Apply the AuthConfig which will be used later by the VirtualService.

Note: Notice that OPA is defined as a Passthrough, one of the Authorization models that Gloo Edge offers.

kubectl apply -f - <<EOF
apiVersion: enterprise.gloo.solo.io/v1
kind: AuthConfig
metadata:
 name: passthrough-auth
spec:
 configs:
 - passThroughAuth:
     grpc:
       address: opa.opa.svc.cluster.local:9191
       connectionTimeout: 30s
EOF

Create virtualService and static upstream:

kubectl apply -f - <<EOF
apiVersion: gloo.solo.io/v1
kind: Upstream
metadata:
 name: my-static-upstream
 namespace: default
spec:
 kube:
   selector:
     app: demo
   serviceName: demo
   serviceNamespace: default
   servicePort: 80

---

apiVersion: gateway.solo.io/v1
kind: VirtualService
metadata:
 name: demo
spec:
 virtualHost:
   domains:
     - '*'
   options:
     extauth:
       configRef:
         name: passthrough-auth
         namespace: default
   routes:
     - matchers:
         - prefix: /
       routeAction:
           single:
             upstream:
               name: my-static-upstream
               namespace: default
EOF

 

Test it out!

After all the installations, let’s test and see the results.

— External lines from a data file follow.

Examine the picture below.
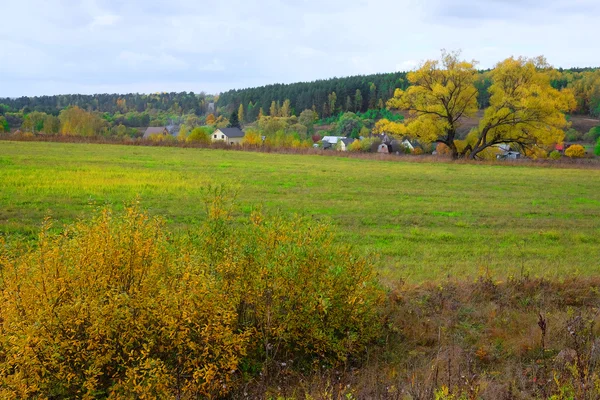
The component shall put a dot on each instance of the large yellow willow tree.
(524, 112)
(442, 92)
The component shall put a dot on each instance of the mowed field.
(424, 220)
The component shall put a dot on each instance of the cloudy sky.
(106, 46)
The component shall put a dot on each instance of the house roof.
(232, 132)
(331, 139)
(153, 130)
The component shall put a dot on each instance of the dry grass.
(480, 340)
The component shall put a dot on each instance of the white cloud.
(86, 45)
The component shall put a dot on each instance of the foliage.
(270, 125)
(593, 135)
(252, 138)
(64, 178)
(4, 124)
(162, 138)
(234, 121)
(441, 93)
(355, 146)
(119, 315)
(183, 133)
(75, 121)
(210, 119)
(308, 118)
(114, 308)
(135, 103)
(572, 135)
(524, 109)
(222, 122)
(305, 95)
(575, 151)
(349, 125)
(199, 135)
(555, 155)
(304, 297)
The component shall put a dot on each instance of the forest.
(300, 114)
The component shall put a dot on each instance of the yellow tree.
(286, 109)
(273, 110)
(525, 110)
(210, 119)
(440, 96)
(241, 114)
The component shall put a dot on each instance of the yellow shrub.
(116, 308)
(105, 309)
(295, 287)
(575, 151)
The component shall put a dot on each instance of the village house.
(329, 142)
(155, 130)
(228, 135)
(345, 143)
(172, 130)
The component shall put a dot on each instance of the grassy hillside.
(426, 221)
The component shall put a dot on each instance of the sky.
(119, 46)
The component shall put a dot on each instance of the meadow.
(424, 221)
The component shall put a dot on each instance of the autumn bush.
(114, 307)
(575, 151)
(199, 135)
(554, 155)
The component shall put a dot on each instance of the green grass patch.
(426, 221)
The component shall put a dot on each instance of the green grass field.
(425, 221)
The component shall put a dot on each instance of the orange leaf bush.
(115, 308)
(575, 151)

Open a port-forward to the proxy:

kubectl -n gloo-system port-forward svc/gateway-proxy 8080:80

And let’s do the positive test: Tenant Antonio did not reach the limit and the request contains a token header:

curl -w 'Status code: %{http_code}' -XGET localhost:8080/endpoint -H "tenant: antonio" -H "token: xxx"

You should retrieve:

{"here": "my-content"}
Status code: 200%

Positive test are always easy. Now, the negative tests; when a request does not meet the policy.

Let’s test the Global Policy: token header must exist:

curl -w 'Status code: %{http_code}' -XGET localhost:8080/endpoint -H "tenant: antonio"

And you should retrieve:

Status code: 403

This is due to not satisfying global policy.

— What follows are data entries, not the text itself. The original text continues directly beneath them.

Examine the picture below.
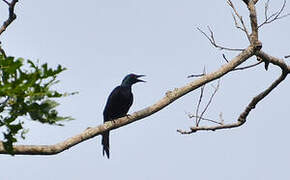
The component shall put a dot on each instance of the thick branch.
(243, 116)
(273, 60)
(170, 97)
(11, 17)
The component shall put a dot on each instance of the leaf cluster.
(26, 93)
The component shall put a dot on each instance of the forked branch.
(275, 16)
(243, 116)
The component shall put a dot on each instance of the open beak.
(140, 80)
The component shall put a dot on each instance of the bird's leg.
(128, 115)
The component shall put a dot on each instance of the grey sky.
(102, 41)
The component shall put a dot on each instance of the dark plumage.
(118, 104)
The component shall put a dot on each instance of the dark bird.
(118, 104)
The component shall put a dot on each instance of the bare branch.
(195, 75)
(273, 60)
(224, 56)
(7, 2)
(2, 51)
(243, 27)
(209, 102)
(275, 16)
(12, 15)
(199, 101)
(206, 119)
(169, 98)
(247, 67)
(212, 41)
(243, 116)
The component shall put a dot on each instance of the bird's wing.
(118, 104)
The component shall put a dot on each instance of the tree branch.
(275, 16)
(213, 42)
(170, 97)
(11, 17)
(243, 116)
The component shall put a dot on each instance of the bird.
(118, 104)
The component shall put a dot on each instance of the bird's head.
(131, 79)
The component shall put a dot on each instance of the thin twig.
(243, 116)
(2, 51)
(199, 100)
(7, 2)
(247, 67)
(195, 75)
(206, 119)
(12, 15)
(209, 102)
(243, 27)
(275, 16)
(224, 56)
(212, 41)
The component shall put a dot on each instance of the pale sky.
(102, 41)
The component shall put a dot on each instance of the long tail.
(106, 144)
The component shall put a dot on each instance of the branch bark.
(11, 17)
(169, 98)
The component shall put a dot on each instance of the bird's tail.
(106, 144)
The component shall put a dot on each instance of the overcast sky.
(102, 41)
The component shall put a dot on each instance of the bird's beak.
(140, 80)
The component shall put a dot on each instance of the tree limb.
(170, 97)
(11, 17)
(243, 116)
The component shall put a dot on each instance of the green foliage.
(25, 91)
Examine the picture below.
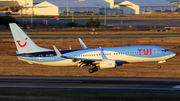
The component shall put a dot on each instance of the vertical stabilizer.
(23, 43)
(82, 44)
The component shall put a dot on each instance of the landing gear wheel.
(159, 66)
(95, 69)
(91, 70)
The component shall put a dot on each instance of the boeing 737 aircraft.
(102, 58)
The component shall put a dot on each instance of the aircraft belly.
(133, 59)
(67, 62)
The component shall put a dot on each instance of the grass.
(84, 96)
(100, 33)
(11, 66)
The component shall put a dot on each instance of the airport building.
(60, 8)
(146, 6)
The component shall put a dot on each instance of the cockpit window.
(164, 50)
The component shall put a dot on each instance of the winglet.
(57, 51)
(82, 44)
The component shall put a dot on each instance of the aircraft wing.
(60, 55)
(82, 44)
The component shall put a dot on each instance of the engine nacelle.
(104, 64)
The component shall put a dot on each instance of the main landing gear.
(91, 70)
(158, 66)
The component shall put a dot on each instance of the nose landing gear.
(158, 66)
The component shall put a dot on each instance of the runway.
(90, 84)
(94, 36)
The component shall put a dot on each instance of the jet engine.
(104, 64)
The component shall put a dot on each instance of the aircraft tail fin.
(23, 43)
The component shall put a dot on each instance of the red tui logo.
(20, 44)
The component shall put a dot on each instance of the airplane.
(103, 58)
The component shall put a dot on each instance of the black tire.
(159, 66)
(91, 70)
(95, 69)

Now, the local policy. With the positive test, you proved that Antonio did not reach the limit. Now, let’s see Pedro.

curl -w 'Status code: %{http_code}' -XGET localhost:8080/endpoint -H "tenant: pedro" -H "token: xxx"

And you should retrieve:

Status code: 403

This proves that Pedro has reached the limit and the request was rejected by the ExtAuth filter (through OPA and the local policy).

 

Final thoughts on OPA

As you could see, OPA is extremely flexible and a good component to add to your stack when you need to apply ABAC policies. The architectures are not fixed and they can be adjusted to most of the scenarios.

Keep an eye out for more posts on this topic. And, in another workshop, I will show you how to apply this concepts to a Service Mesh like Istio.